Washington managed to put a personal touch into the letter. He knew Hancock was from Boston and might be concerned about his property. The general took “a particular pleasure” in informing him “that your house has receiv’d no damage worth mentioning. Your furniture is in tolerable Order and the family pictures are all left entire and untouch’d.” Hancock later gave Washington his “warmest Thanks” for paying such attention to his property.3
Finally, this letter reveals Washington’s strategic good sense. Realizing that New York City would be the next British objective,4 he reported to Hancock and Congress that he had begun to dispatch some of his regiments to that city.
The long siege of Boston had convinced Washington that the war would not be short. As I noted in my last blog post, he had told his friend Burwell Bassett on the eve of his departure to take command of the Continental Army in June 1775 that he expected the conflict to be over by the winter. Now he realized that Great Britain would continue the war until the king and his ministers could be convinced of their inability to conquer the rebellious states.
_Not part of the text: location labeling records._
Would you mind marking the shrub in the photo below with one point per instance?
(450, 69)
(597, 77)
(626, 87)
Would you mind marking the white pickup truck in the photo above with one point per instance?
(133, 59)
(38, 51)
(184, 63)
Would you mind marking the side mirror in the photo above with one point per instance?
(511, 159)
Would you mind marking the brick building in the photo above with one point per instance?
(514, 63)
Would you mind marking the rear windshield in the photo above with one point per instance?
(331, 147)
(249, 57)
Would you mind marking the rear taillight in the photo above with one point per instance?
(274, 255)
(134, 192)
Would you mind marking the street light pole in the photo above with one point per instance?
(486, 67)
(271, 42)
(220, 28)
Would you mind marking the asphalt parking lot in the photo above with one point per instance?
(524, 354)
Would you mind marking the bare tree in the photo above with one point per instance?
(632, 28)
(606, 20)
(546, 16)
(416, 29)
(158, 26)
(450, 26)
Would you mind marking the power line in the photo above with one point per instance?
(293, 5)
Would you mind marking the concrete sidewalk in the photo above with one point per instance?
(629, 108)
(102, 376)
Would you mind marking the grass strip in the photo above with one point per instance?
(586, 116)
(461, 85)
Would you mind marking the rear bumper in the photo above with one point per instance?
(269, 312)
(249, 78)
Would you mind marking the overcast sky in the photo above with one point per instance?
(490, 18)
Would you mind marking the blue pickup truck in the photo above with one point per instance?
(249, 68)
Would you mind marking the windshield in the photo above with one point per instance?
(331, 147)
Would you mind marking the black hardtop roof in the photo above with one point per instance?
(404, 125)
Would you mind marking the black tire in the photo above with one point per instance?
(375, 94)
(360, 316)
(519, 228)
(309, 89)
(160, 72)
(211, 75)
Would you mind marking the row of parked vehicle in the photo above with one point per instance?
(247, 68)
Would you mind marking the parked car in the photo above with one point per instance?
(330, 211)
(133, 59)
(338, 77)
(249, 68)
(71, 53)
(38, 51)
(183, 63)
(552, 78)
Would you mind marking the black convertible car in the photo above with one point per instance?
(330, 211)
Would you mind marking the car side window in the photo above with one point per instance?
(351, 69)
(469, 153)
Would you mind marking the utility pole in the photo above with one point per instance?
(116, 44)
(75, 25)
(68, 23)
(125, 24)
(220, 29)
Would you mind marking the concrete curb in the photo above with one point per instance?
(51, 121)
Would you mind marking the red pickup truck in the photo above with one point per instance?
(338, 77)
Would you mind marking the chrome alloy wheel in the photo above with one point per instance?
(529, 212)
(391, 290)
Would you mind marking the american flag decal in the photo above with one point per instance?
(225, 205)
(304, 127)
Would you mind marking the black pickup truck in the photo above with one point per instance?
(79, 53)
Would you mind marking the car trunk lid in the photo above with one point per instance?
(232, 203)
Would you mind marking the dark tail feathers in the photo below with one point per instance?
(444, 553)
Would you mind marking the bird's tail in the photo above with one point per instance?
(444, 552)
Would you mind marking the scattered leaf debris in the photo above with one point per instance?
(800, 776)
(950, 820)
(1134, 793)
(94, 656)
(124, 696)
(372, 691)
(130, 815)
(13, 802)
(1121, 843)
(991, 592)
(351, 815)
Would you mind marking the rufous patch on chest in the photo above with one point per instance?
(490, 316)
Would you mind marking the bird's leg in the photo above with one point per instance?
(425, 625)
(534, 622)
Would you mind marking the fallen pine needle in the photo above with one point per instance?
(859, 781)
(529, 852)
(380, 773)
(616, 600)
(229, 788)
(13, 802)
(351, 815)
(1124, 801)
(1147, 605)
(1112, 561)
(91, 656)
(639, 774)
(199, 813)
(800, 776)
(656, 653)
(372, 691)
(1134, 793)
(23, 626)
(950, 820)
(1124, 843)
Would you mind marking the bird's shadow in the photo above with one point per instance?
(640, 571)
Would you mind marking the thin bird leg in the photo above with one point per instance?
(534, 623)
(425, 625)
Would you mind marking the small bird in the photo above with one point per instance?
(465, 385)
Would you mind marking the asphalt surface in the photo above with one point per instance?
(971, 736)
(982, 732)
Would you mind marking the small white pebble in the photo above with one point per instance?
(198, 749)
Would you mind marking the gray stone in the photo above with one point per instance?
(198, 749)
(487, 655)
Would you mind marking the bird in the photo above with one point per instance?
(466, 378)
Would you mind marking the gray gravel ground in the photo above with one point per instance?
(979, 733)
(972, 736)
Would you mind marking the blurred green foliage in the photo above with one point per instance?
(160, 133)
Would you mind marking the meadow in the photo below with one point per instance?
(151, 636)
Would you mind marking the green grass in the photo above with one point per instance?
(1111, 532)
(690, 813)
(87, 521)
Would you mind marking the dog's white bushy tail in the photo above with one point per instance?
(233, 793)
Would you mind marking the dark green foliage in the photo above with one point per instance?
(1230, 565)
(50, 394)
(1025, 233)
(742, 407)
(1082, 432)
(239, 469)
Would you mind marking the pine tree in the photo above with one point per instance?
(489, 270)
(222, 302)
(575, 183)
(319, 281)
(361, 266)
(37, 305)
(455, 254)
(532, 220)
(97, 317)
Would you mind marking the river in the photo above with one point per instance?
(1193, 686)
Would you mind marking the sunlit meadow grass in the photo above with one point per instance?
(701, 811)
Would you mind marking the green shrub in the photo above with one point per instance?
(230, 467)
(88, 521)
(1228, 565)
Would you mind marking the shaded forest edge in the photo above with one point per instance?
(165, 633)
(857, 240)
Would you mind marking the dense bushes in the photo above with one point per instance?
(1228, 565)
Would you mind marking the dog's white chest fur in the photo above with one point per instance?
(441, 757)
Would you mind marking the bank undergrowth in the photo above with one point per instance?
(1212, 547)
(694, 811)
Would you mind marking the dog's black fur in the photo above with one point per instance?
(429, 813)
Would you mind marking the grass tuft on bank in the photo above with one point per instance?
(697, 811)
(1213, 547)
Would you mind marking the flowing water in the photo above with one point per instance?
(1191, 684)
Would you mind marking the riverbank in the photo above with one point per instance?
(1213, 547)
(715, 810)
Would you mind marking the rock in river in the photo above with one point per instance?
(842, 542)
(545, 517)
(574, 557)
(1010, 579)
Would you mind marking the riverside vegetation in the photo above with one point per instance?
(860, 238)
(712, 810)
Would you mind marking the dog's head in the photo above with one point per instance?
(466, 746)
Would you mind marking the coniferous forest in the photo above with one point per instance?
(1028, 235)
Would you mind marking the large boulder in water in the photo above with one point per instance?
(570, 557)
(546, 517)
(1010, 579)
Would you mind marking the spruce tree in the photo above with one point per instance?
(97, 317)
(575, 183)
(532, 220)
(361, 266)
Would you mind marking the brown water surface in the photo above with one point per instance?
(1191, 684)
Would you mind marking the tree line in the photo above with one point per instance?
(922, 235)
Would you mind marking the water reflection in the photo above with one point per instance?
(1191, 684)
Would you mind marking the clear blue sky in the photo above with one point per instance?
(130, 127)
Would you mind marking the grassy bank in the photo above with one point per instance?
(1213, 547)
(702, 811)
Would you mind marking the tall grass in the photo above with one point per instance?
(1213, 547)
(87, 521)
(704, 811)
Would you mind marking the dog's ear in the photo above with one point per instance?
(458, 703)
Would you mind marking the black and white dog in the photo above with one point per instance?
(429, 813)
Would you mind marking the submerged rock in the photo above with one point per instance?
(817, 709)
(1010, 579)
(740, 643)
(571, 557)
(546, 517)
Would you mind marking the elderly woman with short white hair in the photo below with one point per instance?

That would require much more fighting and overcoming many difficulties. But he had achieved the first step. Although many would doubt him in the months ahead, as he endured a succession of defeats and a humiliating retreat across New Jersey, Washington’s victory at Boston helped solidify his position as commander in chief. It might be argued that Washington’s successful siege of Boston, by giving Congress a victory to tout, cleared the way for the Declaration of Independence. A grateful Congress, on the motion of John Adams, awarded Washington a gold medal to commemorate his victory.5
This letter, with full annotation, appears in volume three of the Revolutionary War Series of The Papers of George Washington. In my next blog post I will focus on Washington’s letter to John Hancock of August 31, 1776, in which he reported his defeat on Long Island and his withdrawal to New York.
1. For the British ministry’s decision to evacuate Boston and shift the army’s base to New York, see Piers Mackesy, The War for America 1777-1783 (1964; reprint, Lincoln, Nebraska: University of Nebraska Press, 1993), 42-43; for British general William Howe’s decision to evacuate Boston earlier than planned, see Washington to Joseph Reed, Feb. 26-March 9, 1776, n.11, in The Papers of George Washington, Revolutionary War Series, 3:377-78.
2. See Washington to Hancock, March 7-9, 1776.
3. See Hancock to Washington, March 25, 1776.
4. In addition to the current letter, see Washington to Hancock, March 13, 1776.
5. See Adams to Washington, April 1, 1776.